Do you know your neighbours? What are their names? Do they have jobs?
I am not talking about your human neighbours. I am talking about the other life that surrounds your home that is either in your front yard, back yard, nature strip or down your street!
Tree’s, plants, flowers and weeds!
That’s right, our eco-system is our community isn’t it? We depend upon it to survive and when we engage with it, we somehow feel a connection. I think this is why gardening appeals so much to older people. They seem to know what every name of plant life is and its purpose. I love talking to people who are tending to their garden. They have a deep respect for the life that surrounds them which somehow creates a space where they feel they belong.

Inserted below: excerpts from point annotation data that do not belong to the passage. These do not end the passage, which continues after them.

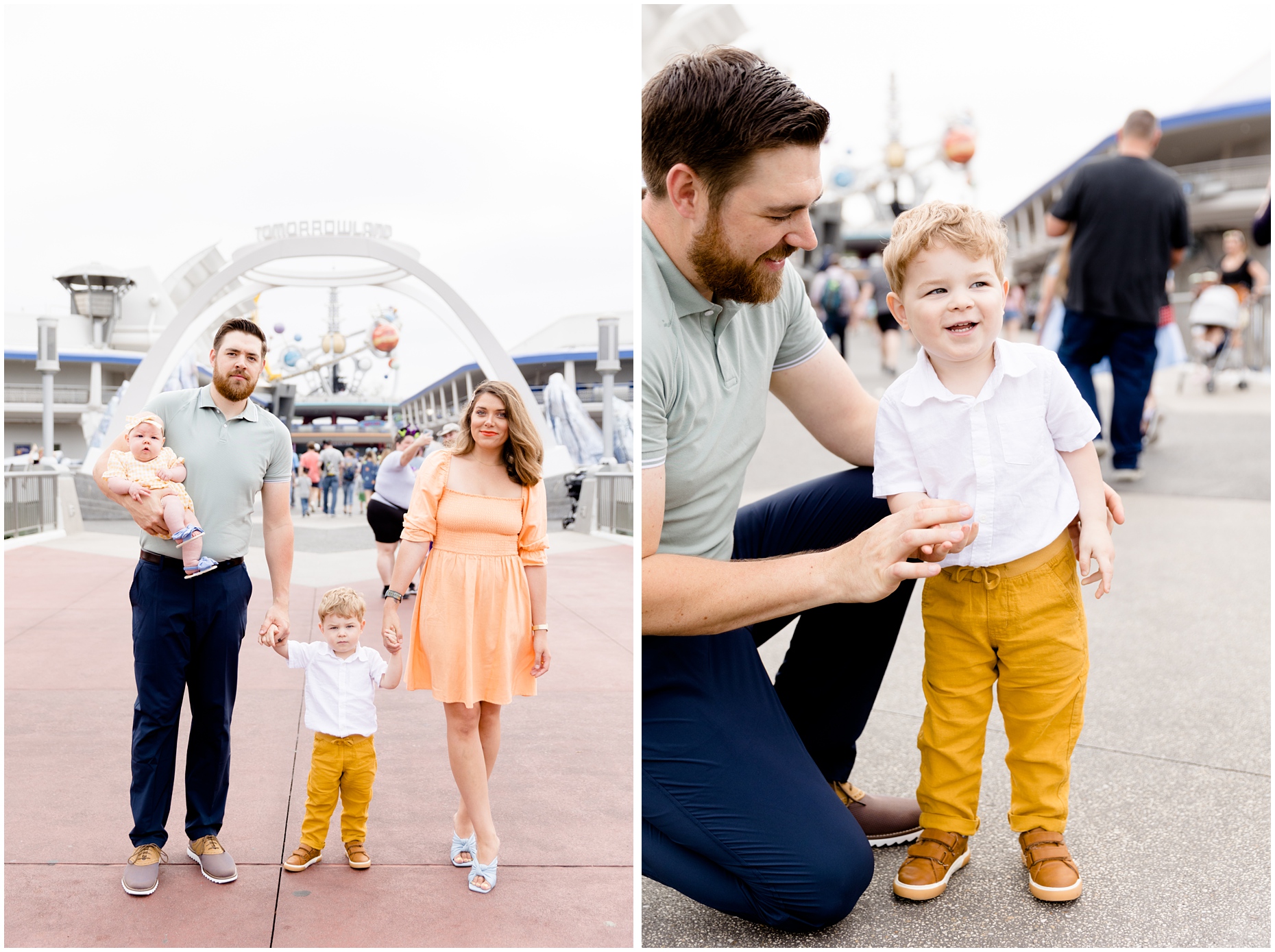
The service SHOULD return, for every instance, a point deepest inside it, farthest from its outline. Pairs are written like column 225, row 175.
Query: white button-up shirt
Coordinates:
column 997, row 452
column 339, row 691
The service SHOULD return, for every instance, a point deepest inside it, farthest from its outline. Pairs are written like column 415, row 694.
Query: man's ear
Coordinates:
column 685, row 190
column 895, row 304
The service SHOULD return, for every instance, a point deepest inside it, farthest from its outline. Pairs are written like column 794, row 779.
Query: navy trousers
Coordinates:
column 186, row 635
column 1131, row 348
column 738, row 812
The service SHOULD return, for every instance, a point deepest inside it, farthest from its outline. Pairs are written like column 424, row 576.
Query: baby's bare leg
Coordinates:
column 191, row 551
column 173, row 514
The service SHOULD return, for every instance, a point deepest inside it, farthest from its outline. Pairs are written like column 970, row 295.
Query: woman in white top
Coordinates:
column 391, row 498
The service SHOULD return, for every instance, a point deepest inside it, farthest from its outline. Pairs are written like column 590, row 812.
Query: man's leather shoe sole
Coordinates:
column 210, row 879
column 1056, row 894
column 139, row 892
column 923, row 892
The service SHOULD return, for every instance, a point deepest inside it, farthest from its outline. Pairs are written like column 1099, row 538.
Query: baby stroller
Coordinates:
column 1218, row 323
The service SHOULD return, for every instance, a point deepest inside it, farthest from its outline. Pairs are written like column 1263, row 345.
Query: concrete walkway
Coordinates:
column 563, row 790
column 1171, row 783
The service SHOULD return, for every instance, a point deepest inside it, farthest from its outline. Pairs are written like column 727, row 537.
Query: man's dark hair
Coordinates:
column 713, row 110
column 241, row 324
column 1141, row 125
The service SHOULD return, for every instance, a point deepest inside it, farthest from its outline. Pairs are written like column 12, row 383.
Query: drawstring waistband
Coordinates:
column 991, row 575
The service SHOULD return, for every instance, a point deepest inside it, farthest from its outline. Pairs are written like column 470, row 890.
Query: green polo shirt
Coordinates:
column 226, row 463
column 705, row 372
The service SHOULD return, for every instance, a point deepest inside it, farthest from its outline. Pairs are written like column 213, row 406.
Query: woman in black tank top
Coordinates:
column 1237, row 269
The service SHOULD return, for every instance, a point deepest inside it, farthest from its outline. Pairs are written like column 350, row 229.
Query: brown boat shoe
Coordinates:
column 886, row 821
column 357, row 855
column 1052, row 873
column 302, row 858
column 930, row 864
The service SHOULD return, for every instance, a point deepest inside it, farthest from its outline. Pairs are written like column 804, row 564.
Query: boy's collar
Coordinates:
column 923, row 382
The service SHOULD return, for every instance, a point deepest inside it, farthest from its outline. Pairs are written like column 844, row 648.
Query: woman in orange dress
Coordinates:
column 478, row 523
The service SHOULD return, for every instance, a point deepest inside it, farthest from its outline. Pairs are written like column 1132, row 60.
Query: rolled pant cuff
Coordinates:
column 1055, row 825
column 950, row 825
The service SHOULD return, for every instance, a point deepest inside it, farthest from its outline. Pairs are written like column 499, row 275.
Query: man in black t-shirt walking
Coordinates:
column 1131, row 228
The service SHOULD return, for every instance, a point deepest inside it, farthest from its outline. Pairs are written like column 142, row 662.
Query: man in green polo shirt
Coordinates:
column 746, row 798
column 186, row 633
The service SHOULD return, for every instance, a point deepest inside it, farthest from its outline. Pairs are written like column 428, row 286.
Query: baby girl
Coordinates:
column 151, row 465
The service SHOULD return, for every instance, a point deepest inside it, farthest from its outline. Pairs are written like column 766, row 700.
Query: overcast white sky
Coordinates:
column 498, row 141
column 1045, row 82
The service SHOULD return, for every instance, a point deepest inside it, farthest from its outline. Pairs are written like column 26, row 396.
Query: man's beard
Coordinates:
column 232, row 390
column 733, row 278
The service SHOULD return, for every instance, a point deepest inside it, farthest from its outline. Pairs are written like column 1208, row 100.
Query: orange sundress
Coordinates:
column 472, row 624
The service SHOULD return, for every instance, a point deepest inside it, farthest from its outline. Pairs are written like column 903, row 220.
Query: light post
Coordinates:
column 96, row 292
column 46, row 365
column 609, row 363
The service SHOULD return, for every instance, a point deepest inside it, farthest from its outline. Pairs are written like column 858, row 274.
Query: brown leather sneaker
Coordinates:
column 302, row 858
column 930, row 864
column 886, row 821
column 357, row 855
column 1052, row 873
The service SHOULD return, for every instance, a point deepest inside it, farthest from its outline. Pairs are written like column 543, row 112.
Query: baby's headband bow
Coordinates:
column 145, row 417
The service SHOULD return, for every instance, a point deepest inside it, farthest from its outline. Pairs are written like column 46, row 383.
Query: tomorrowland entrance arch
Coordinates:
column 391, row 265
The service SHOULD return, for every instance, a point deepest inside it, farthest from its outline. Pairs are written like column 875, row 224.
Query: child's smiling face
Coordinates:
column 342, row 634
column 145, row 440
column 954, row 305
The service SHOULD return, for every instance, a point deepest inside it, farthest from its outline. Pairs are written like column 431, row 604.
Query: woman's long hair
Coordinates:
column 523, row 452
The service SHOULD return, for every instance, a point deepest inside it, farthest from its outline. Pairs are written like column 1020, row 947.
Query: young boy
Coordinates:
column 1001, row 426
column 151, row 467
column 341, row 685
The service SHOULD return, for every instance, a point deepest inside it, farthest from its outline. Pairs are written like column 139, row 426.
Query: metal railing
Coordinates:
column 1205, row 180
column 1257, row 334
column 29, row 504
column 27, row 393
column 615, row 505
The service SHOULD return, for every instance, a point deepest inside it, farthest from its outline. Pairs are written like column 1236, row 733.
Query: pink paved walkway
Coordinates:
column 563, row 789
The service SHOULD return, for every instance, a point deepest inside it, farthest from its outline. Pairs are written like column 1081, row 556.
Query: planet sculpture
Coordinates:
column 959, row 145
column 384, row 338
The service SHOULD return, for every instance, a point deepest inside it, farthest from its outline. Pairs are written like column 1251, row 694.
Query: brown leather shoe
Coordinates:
column 1052, row 873
column 886, row 821
column 357, row 855
column 930, row 864
column 302, row 858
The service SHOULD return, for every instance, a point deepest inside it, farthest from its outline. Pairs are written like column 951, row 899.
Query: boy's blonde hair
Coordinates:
column 972, row 232
column 345, row 603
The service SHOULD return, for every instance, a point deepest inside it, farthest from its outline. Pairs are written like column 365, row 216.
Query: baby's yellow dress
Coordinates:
column 472, row 624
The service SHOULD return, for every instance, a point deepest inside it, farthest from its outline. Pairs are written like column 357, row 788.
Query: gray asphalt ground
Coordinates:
column 1171, row 783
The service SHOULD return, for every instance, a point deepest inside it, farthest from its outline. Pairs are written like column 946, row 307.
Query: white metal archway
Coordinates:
column 204, row 308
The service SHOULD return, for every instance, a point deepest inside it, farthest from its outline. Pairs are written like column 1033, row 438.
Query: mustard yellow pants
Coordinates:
column 345, row 766
column 1019, row 626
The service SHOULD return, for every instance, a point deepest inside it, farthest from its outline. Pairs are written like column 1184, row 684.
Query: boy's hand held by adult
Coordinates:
column 276, row 616
column 391, row 626
column 873, row 563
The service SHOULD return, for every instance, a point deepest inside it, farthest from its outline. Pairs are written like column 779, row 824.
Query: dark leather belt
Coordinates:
column 160, row 560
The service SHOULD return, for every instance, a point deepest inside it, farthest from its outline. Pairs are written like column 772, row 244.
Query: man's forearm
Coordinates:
column 278, row 559
column 689, row 596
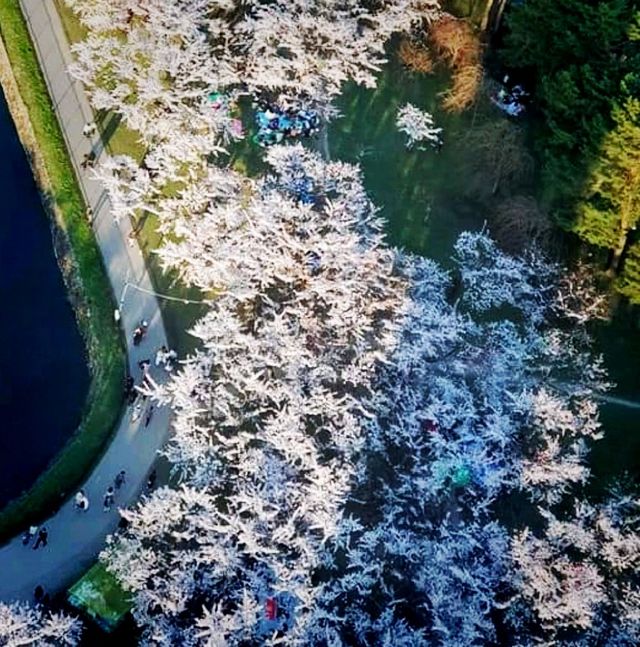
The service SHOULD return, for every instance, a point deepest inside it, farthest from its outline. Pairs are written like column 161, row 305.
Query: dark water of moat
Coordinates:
column 44, row 377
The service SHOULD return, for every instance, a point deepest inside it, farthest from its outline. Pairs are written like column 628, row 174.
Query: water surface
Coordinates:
column 43, row 373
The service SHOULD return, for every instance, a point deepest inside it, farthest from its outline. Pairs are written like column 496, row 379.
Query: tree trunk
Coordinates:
column 618, row 251
column 492, row 15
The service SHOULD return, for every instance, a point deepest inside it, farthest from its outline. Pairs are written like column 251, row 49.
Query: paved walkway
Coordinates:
column 75, row 538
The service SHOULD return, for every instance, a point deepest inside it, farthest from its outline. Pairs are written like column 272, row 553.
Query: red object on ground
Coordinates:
column 271, row 608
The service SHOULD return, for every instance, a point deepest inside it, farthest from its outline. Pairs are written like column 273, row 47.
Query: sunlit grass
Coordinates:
column 99, row 330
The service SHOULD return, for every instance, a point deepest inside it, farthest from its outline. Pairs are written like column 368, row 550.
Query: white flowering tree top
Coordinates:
column 418, row 125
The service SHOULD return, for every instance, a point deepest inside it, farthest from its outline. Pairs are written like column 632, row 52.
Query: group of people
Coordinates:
column 510, row 101
column 81, row 500
column 277, row 123
column 166, row 358
column 41, row 533
column 140, row 331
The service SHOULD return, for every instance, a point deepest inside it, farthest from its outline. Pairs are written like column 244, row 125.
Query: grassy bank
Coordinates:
column 90, row 291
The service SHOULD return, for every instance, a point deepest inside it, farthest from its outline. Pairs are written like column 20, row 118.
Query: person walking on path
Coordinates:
column 151, row 481
column 43, row 537
column 81, row 501
column 89, row 129
column 88, row 160
column 29, row 535
column 120, row 479
column 109, row 498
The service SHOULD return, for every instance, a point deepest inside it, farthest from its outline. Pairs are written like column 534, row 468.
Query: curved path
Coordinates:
column 75, row 538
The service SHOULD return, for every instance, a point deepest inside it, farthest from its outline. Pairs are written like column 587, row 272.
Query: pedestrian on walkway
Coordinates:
column 81, row 501
column 148, row 417
column 43, row 537
column 88, row 160
column 129, row 391
column 29, row 535
column 139, row 332
column 151, row 480
column 109, row 498
column 89, row 129
column 38, row 594
column 120, row 479
column 137, row 410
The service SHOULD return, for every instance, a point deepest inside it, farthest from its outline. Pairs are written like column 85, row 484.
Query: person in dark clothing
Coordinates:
column 120, row 479
column 43, row 537
column 109, row 498
column 128, row 387
column 29, row 535
column 151, row 480
column 88, row 160
column 148, row 417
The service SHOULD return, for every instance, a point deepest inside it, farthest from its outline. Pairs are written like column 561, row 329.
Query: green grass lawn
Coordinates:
column 99, row 595
column 420, row 192
column 102, row 337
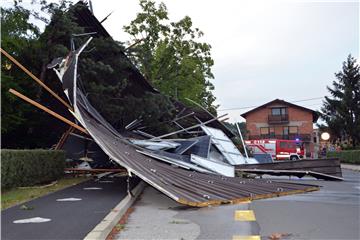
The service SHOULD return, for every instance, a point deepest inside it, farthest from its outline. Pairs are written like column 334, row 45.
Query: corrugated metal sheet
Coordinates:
column 187, row 187
column 325, row 168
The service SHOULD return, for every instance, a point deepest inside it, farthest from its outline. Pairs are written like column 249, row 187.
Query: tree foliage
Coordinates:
column 170, row 55
column 103, row 77
column 341, row 111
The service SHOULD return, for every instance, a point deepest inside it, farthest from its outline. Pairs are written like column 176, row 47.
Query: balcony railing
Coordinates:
column 275, row 119
column 302, row 137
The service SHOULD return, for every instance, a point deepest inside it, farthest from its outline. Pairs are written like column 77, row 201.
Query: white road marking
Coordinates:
column 68, row 199
column 92, row 188
column 33, row 220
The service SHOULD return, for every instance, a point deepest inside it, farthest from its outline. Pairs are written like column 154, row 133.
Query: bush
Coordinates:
column 346, row 156
column 30, row 167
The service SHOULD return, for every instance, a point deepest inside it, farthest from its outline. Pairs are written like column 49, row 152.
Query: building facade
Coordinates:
column 279, row 119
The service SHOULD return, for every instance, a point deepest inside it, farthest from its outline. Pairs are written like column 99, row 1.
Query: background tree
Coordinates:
column 102, row 77
column 170, row 55
column 341, row 112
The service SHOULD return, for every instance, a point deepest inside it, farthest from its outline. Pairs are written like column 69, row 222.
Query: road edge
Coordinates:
column 103, row 229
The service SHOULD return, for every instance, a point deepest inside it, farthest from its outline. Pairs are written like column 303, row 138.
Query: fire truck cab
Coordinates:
column 278, row 149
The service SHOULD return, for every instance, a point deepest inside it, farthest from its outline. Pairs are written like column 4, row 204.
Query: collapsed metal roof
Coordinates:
column 184, row 186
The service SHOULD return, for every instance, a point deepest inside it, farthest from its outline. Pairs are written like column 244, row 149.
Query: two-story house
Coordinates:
column 279, row 119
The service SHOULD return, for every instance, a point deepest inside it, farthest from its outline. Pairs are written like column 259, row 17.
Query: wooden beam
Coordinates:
column 35, row 79
column 54, row 114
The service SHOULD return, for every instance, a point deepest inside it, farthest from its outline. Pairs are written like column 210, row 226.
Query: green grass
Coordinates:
column 16, row 196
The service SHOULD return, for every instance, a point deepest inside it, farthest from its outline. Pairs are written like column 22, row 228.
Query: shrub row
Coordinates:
column 30, row 167
column 346, row 156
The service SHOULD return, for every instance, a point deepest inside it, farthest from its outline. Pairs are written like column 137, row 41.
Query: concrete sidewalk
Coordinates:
column 70, row 213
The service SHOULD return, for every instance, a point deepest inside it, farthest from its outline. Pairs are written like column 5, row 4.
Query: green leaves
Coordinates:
column 171, row 56
column 342, row 111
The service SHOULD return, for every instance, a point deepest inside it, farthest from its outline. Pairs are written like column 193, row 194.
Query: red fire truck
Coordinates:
column 278, row 149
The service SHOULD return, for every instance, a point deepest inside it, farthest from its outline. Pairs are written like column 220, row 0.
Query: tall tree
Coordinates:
column 341, row 112
column 18, row 36
column 170, row 55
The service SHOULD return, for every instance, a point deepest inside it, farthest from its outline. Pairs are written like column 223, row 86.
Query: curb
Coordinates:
column 103, row 229
column 351, row 167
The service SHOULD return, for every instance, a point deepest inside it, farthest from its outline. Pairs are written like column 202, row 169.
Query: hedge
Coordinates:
column 346, row 156
column 21, row 168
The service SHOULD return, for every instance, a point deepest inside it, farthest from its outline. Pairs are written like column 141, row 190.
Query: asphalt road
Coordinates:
column 156, row 216
column 68, row 219
column 331, row 213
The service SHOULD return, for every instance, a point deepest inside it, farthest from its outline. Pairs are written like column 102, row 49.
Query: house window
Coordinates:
column 293, row 130
column 278, row 111
column 271, row 132
column 267, row 132
column 285, row 130
column 264, row 131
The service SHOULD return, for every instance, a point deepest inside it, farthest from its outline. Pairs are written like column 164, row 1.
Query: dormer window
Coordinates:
column 278, row 111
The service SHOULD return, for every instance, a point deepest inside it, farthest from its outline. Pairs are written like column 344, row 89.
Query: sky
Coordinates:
column 262, row 49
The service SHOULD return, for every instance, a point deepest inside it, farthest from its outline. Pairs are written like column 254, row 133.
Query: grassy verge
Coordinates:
column 16, row 196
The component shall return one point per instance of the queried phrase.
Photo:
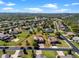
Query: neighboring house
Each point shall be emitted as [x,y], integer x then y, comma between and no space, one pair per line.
[75,39]
[6,56]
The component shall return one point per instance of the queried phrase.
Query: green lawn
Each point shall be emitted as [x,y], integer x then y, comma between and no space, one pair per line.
[76,44]
[49,54]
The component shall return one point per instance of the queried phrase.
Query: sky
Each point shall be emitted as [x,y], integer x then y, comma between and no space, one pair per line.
[40,6]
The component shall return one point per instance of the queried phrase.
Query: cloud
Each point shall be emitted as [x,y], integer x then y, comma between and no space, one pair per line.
[50,6]
[72,4]
[75,4]
[33,10]
[66,5]
[8,8]
[10,4]
[1,2]
[61,10]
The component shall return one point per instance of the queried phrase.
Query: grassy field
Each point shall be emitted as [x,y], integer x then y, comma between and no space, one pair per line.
[49,54]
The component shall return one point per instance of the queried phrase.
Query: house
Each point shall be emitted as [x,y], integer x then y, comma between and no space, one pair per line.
[75,39]
[5,37]
[53,40]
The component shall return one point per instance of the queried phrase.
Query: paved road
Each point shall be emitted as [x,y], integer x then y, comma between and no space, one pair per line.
[19,48]
[63,37]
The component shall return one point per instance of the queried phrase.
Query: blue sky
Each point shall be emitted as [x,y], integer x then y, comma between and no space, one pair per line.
[40,6]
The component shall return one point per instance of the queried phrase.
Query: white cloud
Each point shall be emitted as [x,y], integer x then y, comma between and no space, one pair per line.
[1,2]
[75,3]
[10,4]
[8,8]
[61,10]
[66,5]
[50,6]
[33,10]
[23,0]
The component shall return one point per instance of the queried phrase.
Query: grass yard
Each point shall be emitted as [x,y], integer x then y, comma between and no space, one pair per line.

Planting native flora in our garden can also reconnect us to the Indigenous life that inhabited the lands prior to colonization. It also allows us to learn about the special uses of these plants and learn the local Indigenous language. I hear how people who are experiencing loneliness or isolation often go into their garden. It is not just the plant life that exists there but the other life that is also dependent upon its eco-system such as bee’s, snails, worms and birds that remind people that they are not alone. Sometimes it is not unusual for a person to connect with a certain bird that might come and visit them at the same time every day.
So, if you find yourself feeling alone one day, take yourself out to the garden and if you don’t have a garden why not create one! Perhaps take a walk down the street and notice what flora and fauna there is. There are phone apps now that allow you to take photos of plants and they will tell you what their name is and what it is known for. Plant identification and PlantSpot are a couple that come to mind.
This is one way among many others that you can practice nature based therapy.